The Museum as Site for Performance
For my thesis, I wrote about Brendan Fernandes’ 2018/19 The Master and Form as it was presented in the 2019 Whitney Biennial. A sculptural installation and live performance, this work explores themes of mastery, constraint, and freedom within ballet and was performed up to three times a week for the duration of the four-month exhibition. Spoiled with this regular schedule of performances, I committed to seeing the performance at least once a week from early June to mid-August. I set no expectations or benchmarks for myself, seeking only to be fully present during the hour-long performances.
The Master and Form was installed on the eastern edge of the Whitney’s fifth floor in a gallery with a wall of massive windows overlooking lower Manhattan’s skyline. This environment provided a dramatic backdrop for the three groups of sculptures that Fernandes’ cast of five dancers pushed on and against during the performances. The five “devices,” each an abstracted mold of a certain ballet position, prompted the dancers to shape themselves into the proper form. The playground-like central cage structure brought the full cast together and directed them to create movement with and through its multidirectional steel rods. After alternating between the devices and the cage, the dancers concluded the performance by elevating and suspending themselves in the air on the ten ropes that hung along the rear wall of windows.
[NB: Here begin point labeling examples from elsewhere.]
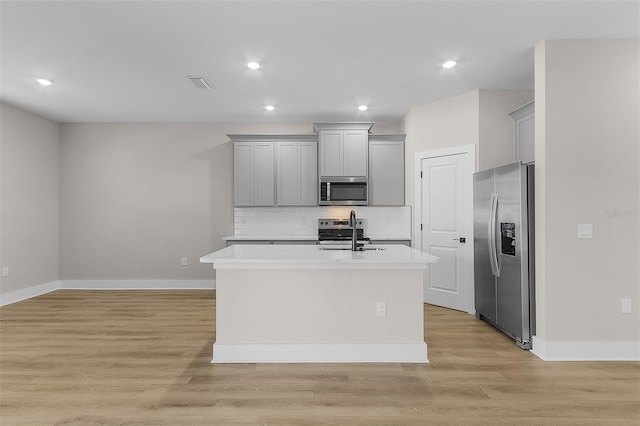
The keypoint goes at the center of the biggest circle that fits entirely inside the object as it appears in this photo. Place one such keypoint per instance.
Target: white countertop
(299, 238)
(270, 237)
(317, 257)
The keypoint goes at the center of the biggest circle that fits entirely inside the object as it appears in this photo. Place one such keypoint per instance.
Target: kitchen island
(312, 303)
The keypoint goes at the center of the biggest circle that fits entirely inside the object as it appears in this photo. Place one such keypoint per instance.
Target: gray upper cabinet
(524, 118)
(297, 177)
(386, 170)
(343, 148)
(254, 173)
(275, 170)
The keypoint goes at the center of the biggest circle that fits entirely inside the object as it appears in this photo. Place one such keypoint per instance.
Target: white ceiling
(127, 61)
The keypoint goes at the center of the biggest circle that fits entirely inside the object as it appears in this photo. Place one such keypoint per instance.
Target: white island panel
(305, 304)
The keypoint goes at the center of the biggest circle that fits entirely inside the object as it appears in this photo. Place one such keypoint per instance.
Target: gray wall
(587, 171)
(136, 198)
(28, 199)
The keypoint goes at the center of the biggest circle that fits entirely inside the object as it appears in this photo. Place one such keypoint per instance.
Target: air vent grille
(200, 82)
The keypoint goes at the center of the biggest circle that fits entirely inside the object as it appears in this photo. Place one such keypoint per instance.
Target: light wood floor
(143, 357)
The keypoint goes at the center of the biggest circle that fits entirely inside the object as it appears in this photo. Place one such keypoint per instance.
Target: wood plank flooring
(143, 358)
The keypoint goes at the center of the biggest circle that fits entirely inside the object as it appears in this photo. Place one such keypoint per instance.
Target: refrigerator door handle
(493, 255)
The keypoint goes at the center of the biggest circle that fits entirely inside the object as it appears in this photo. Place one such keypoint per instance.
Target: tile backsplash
(380, 222)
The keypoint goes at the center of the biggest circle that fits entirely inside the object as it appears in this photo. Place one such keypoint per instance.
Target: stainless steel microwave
(343, 191)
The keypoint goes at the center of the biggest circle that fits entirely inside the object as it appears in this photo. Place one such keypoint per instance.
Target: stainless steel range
(338, 231)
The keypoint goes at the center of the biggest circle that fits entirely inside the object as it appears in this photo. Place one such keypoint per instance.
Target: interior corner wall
(588, 172)
(138, 197)
(29, 205)
(441, 124)
(496, 146)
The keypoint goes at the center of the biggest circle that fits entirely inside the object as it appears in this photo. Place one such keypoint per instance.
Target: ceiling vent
(200, 82)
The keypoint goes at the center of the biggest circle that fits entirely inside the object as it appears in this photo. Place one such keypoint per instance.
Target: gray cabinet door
(308, 174)
(386, 172)
(297, 177)
(331, 163)
(243, 187)
(355, 152)
(254, 174)
(264, 172)
(287, 163)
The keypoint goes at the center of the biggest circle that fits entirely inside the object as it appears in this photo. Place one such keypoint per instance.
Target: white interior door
(444, 212)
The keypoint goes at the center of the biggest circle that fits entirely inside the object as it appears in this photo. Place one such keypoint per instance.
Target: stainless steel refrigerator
(503, 250)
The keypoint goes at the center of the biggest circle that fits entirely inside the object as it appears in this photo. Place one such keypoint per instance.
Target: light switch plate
(585, 230)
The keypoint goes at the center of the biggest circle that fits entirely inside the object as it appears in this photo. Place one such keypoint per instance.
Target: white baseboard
(37, 290)
(298, 353)
(585, 351)
(27, 293)
(137, 284)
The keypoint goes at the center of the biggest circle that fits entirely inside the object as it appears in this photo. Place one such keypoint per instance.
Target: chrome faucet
(354, 233)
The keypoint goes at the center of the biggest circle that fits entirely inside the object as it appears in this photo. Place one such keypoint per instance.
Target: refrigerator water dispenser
(508, 240)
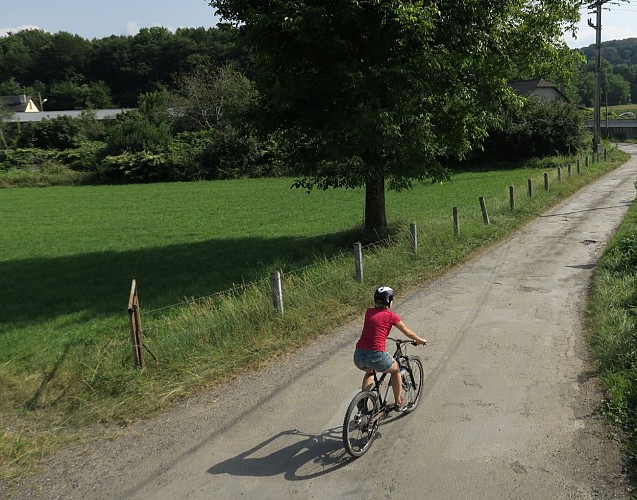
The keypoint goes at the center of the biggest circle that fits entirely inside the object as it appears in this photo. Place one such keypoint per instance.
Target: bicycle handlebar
(402, 341)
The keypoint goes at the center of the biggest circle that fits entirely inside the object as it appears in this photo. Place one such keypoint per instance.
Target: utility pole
(596, 8)
(597, 133)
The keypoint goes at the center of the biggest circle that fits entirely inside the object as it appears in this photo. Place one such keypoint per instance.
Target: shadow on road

The almost entirely improvisational structure of The Master and Form allowed the dancers to choose whether to use Fernandes’ sculptures as supports to achieve an idealized ballet form or as points of resistance that could be used to create new forms beyond ballet’s canonical positions. This duality stems with Fernandes’ own experience with ballet as a young queer person of color: he found freedom in training and performing but was held back by not having the “right” body for ballet, whose standards for beauty are still entrenched in the whiteness of the form’s European origins.
The first few times I saw the piece, I was eagerly attentive to how it used the gallery as a site for the intersection of live theatrical performance and static museum display that cracked open ballet’s intense discipline and systemic exclusion of non-white bodies. But as my weekly pilgrimages to the gallery wore on through June and then July, it became increasingly apparent that I could not consider The Master and Form as a discrete object or performance liquidly suspended in a neutral white cube. The action against Warren Kanders, a member of the Whitney’s board, had been building well before my own study of The Master and Form began. If I was truly committed to being present with the work as it was installed in this museum, I could not ignore these contemporaneous events.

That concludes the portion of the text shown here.